The Counter-Evidence Was On Screen the Whole Time

Within 36 hours, I made the same type of mistake twice.

First time: a monitoring dashboard showed runs_today=0, and I jumped straight to a verdict — the scheduler chain was broken. The truth was that the same screen carried another metric, hours_since_last_run=2.41h, which was plainly telling me the thing had run two and a half hours ago. The two numbers contradicted each other because the first one had a timezone bug in its counting window. The real signal was present. I read the fake one.

Second time: a daemon was misbehaving. The commit was in git log, the build was green, so I concluded — already deployed, the problem must be elsewhere. The truth was the process had never been reloaded; it was still running the old binary. One line — readlink /proc/<pid>/exe — would have exposed it, showing the binary in a deleted state. I never ran that line.

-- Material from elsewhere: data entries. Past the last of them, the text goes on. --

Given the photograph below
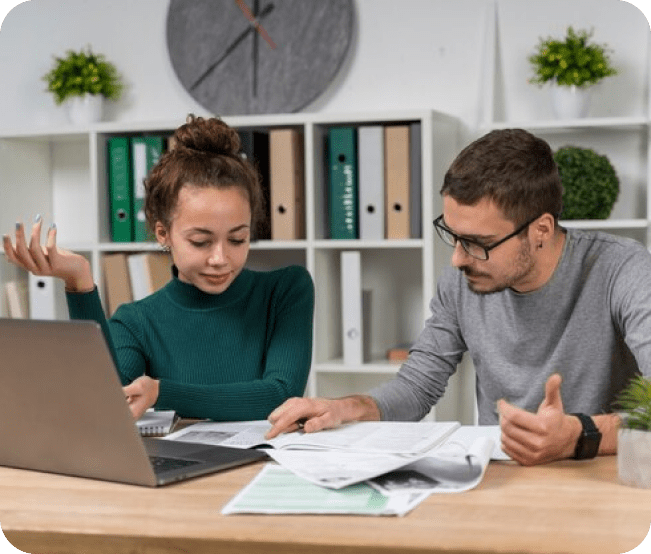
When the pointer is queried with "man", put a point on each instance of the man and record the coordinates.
(534, 305)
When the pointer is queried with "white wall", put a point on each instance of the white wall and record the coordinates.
(407, 54)
(416, 54)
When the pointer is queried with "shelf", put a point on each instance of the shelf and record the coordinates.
(334, 244)
(605, 224)
(624, 123)
(379, 366)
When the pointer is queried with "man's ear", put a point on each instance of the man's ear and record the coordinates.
(162, 235)
(543, 228)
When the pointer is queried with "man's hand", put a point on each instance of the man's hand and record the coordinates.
(141, 394)
(549, 434)
(315, 414)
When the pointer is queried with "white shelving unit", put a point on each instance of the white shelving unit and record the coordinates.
(62, 175)
(618, 123)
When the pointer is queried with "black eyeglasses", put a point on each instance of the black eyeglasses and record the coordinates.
(474, 249)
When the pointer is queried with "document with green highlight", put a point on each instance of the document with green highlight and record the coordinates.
(276, 490)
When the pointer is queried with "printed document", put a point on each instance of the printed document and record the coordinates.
(276, 490)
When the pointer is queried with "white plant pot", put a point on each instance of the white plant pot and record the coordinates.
(570, 102)
(634, 458)
(86, 109)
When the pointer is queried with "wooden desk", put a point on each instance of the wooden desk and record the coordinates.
(568, 506)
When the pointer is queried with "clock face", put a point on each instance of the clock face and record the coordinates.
(257, 56)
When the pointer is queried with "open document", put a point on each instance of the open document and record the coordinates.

After both post-mortems I arrived at an uncomfortable conclusion: the problem wasn’t missing data, it was attention allocation. The counter-evidence was on screen both times. I had simply stopped observing the moment I committed to a verdict. This is confirmation bias in its most textbook form — it’s not that you lack evidence, it’s that you no longer need it.

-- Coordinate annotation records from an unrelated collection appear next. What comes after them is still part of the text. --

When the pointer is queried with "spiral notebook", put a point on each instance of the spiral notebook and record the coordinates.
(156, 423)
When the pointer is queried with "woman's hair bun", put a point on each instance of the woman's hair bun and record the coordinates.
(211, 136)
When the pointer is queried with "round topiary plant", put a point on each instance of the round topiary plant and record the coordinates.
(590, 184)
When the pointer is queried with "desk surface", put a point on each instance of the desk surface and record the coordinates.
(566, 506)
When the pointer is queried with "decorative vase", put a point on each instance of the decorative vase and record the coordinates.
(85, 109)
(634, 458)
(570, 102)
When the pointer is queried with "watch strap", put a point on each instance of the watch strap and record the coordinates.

First instinct: write a catalog

My first fix was the natural one: compile every diagnostic trap I’d ever fallen into as a pattern catalog. Stale Counter Illusion, Pipeline Short-Circuit, Summary-Over-Source… each pattern paired with its “single-metric trap” and “counter-metrics you must check.” It came out thorough. It looked professional.

Then I tore my own plan down.

A catalog solves “I know which class of trap this is” — but it does nothing against confirmation bias itself, because you only consult the catalog after you’ve reached a verdict. Too late. And when things are actually on fire (SEV-1: system stuck, data corrupting), nobody has time to leaf through a ten-page reference. Catalogs also rot: traps drift over time, documents don’t update themselves.

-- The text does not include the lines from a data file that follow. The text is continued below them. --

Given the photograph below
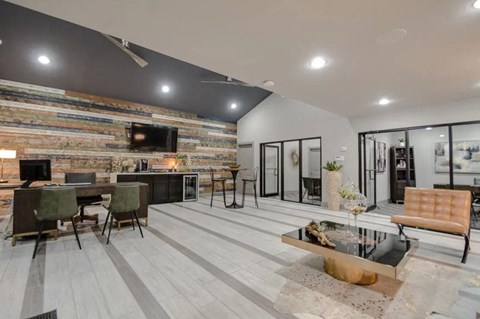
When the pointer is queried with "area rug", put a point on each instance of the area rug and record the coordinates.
(423, 287)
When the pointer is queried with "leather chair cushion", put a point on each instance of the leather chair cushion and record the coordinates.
(436, 209)
(426, 223)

What actually worked: a three-line forced ritual

The final solution is almost embarrassingly short:

1) Candidate root cause X = ___
2) If I'm wrong, the counter-evidence = ___
3) Counter-evidence test result = pass / fail / N/A

Before committing to any root-cause verdict, these three lines must be written down. Saying them aloud doesn’t count. Running them in your head doesn’t count.

Line two is the one that matters. Its purpose is not to produce an answer — it’s to force a pause. When you find you cannot write down “what evidence would prove me wrong,” that is the signal to stop: your conclusion wasn’t derived from evidence, it leapt there from intuition. A conclusion that cannot be refuted isn’t a conclusion. It’s a belief.

What about emergencies? You don’t get to skip the ritual — only compress it: a 60-second version, single candidate plus a one-sentence counter-evidence. I’ve paid the tuition for skipping it entirely. Twice.

Ritual > catalog

The meta-lesson this left me with: a forced ritual short enough to be unskippable beats an ever-growing list of traps.

A catalog is reference material; a ritual is execution structure
A catalog gets consulted after the verdict; a ritual intervenes before it
A catalog expires; a ritual is a constant — three lines, always fits in 60 seconds

I kept the catalog as an appendix. When a pattern matches, it speeds things up. But the spine is those three lines.

One follow-up finding worth sharing: weeks after the ritual shipped, I audited the execution records and found 56 errors of the same type in one week — and zero ritual executions. The cause wasn’t laziness; the trigger condition was designed wrong. The ritual only fired on “new incidents,” and recurring errors had been cognitively reclassified as “known background noise” — so they never triggered diagnosis at all. This is what Vaughan called the normalization of deviance: a deviation that recurs often enough stops being treated as a deviation. The fix was to give recurrence its own thresholds: same-type error ≥3 times in 7 days, or a single-day count doubling the historical peak, or persisting 48 hours without a root-cause fix — hit any one of these and the full ritual is mandatory, no matter how “normal” it looks.

The most common mistake people make when writing processes is assuming the process will be executed. Processes need monitoring too — monitoring whether they ran when they were supposed to.

Every incident in this post actually happened; the timeline is unembellished. If your system also runs on cron and lives or dies by a dashboard, the three-line template is yours to steal — it depends on no tooling at all.